*Warning: This post contains spoilers about Poldark, both the books and the television series. Read at your own risk.
There is something to be said about a well written, human character. They leap off the page and speak to us as if they were right in front us, as flesh and blood human beings, instead of fictional creations.
In this series of weekly blog posts, I will examine character using Winston Graham’s series of novels, Poldark and the subsequent television series to explore how writers can create fully dimensional, human characters that audiences and readers can relate to.
In the previous posts, I wrote about the title character, Ross Poldark , his wife, Demelza and Ross’s cousin, Francis. In this post, I will be examining Elizabeth Warleggan (nee Chynoweth), Ross’s first love who first marries his cousin Francis and then after Francis’s death, marries George Warleggan.
We are told that Elizabeth is born to be admired. The daughter of the upper classes, Elizabeth is very much a woman of her age. From birth, she knows what her path in life will be. At the age when she is old enough to be married, she will marry a man whose status and income is appropriate. She will bring children into the world (i.e. sons) and spend the rest of her days in the lap of luxury.
But life, as we all know, is never that simple. While she is dutiful wife to Francis and a good mother to their son, Elizabeth still carries the torch for Ross. In series 2 and books 3 and 4, the flame of Ross and Elizabeth’s former relationship flicks back to life after appearing to be dormant. It grows stronger after Francis’s death. Relying on on Ross for both emotional support and financial support, their bond becomes too close for comfort for Demelza.

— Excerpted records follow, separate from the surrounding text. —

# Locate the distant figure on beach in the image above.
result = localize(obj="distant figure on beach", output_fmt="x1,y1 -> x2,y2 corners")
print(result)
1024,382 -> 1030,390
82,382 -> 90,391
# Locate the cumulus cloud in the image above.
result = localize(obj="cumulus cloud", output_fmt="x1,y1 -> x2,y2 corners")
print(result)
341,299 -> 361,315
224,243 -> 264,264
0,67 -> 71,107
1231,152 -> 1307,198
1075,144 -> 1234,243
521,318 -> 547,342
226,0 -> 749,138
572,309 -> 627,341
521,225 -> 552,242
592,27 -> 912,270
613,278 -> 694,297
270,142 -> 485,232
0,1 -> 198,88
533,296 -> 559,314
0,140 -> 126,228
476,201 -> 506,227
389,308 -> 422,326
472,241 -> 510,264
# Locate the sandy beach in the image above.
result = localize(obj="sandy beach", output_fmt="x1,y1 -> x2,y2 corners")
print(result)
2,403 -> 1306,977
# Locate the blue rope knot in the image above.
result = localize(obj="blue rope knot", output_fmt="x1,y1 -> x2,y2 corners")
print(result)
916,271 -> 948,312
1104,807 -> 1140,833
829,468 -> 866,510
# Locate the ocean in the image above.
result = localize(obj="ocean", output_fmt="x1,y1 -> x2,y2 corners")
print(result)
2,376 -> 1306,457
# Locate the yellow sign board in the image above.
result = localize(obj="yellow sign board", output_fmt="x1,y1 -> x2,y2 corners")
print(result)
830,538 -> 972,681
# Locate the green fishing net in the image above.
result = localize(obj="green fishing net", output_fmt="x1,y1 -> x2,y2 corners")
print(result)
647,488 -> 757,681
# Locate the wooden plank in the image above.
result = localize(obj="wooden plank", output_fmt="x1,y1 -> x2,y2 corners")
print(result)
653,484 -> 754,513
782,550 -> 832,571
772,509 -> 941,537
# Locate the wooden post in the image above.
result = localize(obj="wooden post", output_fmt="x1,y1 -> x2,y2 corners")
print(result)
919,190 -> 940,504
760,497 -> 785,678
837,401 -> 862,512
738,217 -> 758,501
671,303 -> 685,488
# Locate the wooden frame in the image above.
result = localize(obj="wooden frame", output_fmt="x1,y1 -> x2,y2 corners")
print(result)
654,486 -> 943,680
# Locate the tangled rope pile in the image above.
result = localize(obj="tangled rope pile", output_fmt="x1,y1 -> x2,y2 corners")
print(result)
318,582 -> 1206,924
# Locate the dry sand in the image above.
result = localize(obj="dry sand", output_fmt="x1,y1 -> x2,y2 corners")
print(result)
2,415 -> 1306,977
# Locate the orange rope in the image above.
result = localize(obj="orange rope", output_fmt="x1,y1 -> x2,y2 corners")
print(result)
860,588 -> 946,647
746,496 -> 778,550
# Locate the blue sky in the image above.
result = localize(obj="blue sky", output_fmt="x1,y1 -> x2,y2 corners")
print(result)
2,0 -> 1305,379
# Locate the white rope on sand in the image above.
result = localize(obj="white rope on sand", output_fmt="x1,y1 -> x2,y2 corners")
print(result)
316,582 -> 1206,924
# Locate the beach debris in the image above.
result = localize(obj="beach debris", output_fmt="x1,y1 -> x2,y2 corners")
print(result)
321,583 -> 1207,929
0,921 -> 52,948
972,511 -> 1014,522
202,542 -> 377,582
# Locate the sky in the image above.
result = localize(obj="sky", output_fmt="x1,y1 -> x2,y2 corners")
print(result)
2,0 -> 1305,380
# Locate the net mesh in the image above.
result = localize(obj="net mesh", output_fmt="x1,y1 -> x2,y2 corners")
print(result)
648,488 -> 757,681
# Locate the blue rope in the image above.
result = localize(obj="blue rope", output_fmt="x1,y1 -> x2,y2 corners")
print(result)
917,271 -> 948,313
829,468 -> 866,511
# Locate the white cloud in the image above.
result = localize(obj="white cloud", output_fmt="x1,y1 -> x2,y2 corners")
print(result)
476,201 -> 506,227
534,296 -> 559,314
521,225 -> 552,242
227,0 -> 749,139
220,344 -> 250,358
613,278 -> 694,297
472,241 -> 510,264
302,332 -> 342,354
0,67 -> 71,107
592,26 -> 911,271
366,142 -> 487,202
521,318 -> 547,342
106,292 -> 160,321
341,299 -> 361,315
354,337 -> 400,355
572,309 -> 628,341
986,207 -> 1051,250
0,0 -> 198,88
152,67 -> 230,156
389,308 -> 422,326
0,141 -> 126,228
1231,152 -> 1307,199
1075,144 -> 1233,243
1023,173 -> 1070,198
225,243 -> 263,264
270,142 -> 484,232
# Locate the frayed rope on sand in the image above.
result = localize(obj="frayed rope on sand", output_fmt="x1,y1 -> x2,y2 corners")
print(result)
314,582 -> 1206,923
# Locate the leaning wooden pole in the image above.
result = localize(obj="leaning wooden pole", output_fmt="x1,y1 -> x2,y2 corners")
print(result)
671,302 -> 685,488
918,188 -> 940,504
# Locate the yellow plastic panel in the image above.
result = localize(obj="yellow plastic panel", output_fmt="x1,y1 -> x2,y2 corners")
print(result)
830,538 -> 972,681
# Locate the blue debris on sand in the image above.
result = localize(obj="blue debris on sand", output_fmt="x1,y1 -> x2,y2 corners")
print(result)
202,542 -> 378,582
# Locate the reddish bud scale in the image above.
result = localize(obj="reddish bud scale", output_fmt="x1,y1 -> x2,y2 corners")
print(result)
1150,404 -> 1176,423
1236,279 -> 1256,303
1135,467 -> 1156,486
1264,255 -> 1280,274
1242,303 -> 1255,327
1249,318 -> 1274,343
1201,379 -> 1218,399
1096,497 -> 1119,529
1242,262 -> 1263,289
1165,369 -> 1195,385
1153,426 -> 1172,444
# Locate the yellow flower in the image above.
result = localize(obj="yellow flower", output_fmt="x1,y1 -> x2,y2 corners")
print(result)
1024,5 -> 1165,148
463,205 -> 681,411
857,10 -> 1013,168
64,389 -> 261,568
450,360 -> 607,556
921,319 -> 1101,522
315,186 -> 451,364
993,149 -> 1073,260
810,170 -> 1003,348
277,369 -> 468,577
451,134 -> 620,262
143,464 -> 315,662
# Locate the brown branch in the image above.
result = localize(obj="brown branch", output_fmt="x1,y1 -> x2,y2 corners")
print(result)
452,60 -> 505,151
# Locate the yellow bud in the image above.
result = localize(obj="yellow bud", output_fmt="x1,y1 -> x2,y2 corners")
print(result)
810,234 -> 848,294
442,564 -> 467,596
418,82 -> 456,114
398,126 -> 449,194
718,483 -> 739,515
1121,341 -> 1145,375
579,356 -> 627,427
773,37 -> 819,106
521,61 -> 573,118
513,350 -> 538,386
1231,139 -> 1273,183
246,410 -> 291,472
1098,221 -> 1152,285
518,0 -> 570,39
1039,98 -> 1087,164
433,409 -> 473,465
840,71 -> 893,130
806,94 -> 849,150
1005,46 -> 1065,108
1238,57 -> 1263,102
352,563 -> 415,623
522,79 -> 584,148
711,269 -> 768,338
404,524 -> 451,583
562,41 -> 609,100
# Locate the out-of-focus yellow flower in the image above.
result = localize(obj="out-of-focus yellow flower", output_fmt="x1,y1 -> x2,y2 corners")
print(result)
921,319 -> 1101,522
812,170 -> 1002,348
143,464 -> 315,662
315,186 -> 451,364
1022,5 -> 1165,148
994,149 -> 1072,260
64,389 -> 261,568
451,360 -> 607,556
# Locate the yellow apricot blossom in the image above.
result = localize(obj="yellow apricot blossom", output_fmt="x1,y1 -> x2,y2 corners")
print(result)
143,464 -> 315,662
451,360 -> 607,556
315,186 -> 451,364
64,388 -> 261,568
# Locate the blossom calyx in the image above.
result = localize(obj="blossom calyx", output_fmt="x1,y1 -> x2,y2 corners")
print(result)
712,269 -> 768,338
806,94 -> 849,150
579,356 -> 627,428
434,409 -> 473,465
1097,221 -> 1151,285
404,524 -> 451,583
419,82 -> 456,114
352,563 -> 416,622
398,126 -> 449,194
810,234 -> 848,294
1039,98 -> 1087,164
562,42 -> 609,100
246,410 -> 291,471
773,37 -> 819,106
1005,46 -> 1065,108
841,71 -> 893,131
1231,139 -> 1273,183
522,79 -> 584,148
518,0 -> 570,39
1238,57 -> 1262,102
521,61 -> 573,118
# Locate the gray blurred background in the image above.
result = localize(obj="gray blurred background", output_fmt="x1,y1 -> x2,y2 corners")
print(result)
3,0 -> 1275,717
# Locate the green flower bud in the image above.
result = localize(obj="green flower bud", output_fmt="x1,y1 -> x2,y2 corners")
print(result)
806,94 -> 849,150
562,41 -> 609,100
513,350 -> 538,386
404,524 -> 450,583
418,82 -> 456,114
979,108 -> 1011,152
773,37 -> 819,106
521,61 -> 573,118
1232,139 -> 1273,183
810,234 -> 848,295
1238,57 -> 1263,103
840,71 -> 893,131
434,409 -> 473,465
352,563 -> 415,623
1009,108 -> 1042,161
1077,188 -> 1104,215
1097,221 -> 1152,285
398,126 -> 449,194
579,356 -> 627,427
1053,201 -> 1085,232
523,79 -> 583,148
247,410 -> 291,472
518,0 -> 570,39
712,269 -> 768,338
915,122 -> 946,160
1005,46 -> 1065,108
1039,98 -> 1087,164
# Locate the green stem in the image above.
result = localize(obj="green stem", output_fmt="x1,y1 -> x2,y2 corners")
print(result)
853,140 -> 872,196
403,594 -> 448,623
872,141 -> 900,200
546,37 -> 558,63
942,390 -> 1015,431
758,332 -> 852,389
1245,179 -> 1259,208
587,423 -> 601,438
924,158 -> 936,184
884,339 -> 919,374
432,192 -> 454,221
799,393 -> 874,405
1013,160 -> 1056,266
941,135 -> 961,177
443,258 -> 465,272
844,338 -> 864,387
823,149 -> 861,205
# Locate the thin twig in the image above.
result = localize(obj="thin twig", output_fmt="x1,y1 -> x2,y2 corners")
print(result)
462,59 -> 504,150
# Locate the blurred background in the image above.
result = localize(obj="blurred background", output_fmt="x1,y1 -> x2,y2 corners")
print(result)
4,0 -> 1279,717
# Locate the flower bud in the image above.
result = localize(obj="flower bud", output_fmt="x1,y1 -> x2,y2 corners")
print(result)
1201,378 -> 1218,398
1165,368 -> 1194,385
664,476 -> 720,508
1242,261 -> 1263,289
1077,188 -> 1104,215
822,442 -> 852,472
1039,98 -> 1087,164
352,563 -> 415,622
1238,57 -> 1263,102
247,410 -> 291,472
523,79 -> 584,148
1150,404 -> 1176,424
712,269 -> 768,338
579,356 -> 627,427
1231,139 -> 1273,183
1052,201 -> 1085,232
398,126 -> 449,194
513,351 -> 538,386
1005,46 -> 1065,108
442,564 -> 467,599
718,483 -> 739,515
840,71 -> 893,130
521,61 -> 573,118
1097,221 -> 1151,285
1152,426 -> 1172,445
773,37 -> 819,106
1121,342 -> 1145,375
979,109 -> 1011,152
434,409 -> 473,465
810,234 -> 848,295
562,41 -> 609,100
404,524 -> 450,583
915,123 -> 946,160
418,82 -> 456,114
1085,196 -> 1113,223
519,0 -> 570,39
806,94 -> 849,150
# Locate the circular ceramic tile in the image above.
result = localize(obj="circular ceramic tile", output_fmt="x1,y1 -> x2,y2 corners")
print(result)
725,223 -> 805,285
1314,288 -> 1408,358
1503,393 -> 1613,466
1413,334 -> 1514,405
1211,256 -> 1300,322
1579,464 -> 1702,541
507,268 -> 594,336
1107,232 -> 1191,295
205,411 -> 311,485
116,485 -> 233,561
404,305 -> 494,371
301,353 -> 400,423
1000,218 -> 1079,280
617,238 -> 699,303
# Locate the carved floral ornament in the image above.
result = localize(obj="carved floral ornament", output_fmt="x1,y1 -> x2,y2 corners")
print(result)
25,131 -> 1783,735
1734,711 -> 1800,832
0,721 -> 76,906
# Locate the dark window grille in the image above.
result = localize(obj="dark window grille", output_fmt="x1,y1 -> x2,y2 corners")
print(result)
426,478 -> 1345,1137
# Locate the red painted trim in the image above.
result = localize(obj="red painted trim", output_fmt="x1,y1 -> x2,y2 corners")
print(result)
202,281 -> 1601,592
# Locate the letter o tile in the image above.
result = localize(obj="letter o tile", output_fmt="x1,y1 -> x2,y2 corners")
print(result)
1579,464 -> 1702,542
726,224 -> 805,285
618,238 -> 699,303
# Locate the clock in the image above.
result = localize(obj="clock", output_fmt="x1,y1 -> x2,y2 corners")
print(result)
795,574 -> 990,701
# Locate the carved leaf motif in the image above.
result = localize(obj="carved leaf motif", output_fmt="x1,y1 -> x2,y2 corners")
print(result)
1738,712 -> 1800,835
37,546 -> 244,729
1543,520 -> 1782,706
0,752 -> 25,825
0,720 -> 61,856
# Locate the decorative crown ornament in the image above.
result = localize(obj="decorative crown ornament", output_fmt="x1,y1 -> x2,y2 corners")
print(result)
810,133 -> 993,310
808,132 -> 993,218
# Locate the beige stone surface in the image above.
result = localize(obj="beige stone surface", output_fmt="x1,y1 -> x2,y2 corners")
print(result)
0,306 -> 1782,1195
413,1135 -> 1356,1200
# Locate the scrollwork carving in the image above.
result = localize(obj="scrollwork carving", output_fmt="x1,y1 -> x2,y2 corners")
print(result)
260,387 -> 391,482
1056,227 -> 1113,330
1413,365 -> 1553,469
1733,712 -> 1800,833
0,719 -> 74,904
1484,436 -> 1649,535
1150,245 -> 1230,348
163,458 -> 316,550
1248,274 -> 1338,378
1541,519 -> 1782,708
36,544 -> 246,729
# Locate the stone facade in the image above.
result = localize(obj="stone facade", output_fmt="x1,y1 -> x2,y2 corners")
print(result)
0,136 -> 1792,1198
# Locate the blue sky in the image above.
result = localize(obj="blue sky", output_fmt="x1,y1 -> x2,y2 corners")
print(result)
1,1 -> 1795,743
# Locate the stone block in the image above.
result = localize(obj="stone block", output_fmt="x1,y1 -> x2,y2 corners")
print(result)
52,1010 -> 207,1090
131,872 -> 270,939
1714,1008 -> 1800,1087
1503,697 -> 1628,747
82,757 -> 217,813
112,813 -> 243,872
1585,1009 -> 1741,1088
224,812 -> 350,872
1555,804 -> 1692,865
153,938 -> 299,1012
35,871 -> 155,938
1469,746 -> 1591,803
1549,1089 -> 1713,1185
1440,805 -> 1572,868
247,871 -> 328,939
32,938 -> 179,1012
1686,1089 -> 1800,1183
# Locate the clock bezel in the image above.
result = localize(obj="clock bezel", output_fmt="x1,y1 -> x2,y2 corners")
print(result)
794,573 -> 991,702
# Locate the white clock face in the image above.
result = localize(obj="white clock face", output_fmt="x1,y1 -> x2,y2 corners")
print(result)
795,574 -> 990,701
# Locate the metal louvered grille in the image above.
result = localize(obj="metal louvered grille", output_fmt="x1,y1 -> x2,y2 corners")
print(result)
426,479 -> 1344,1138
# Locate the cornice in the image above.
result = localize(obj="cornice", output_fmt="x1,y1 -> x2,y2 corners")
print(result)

Knowing that she needs to marry, if only to provide a comfortable home for her son, Elizabeth agrees to marry George Warleggan. Upon hearing the news, Ross makes a beeline for Elizabeth, nearly destroying his own marriage in the process. In the end, Elizabeth does what she believes is the right thing by marrying George. But is it?
Elizabeth is very much a woman of her era and her class. On one hand, looking back at the period and how women were viewed, her journey and the choices she makes along the way feel appropriate. But, if we look at her from a modern perspective, it’s not hard to see a woman who is making choices that a modern woman today might not have to make.
To sum it up: Characters like Elizabeth are meant to make us think. A good book makes the reader think. Whether it is about the choices we make because of the world we live in or because of the opportunities that was not available to previous generations, we all have choices. It’s what we do with those choices that has the final say on how we will end up living our lives.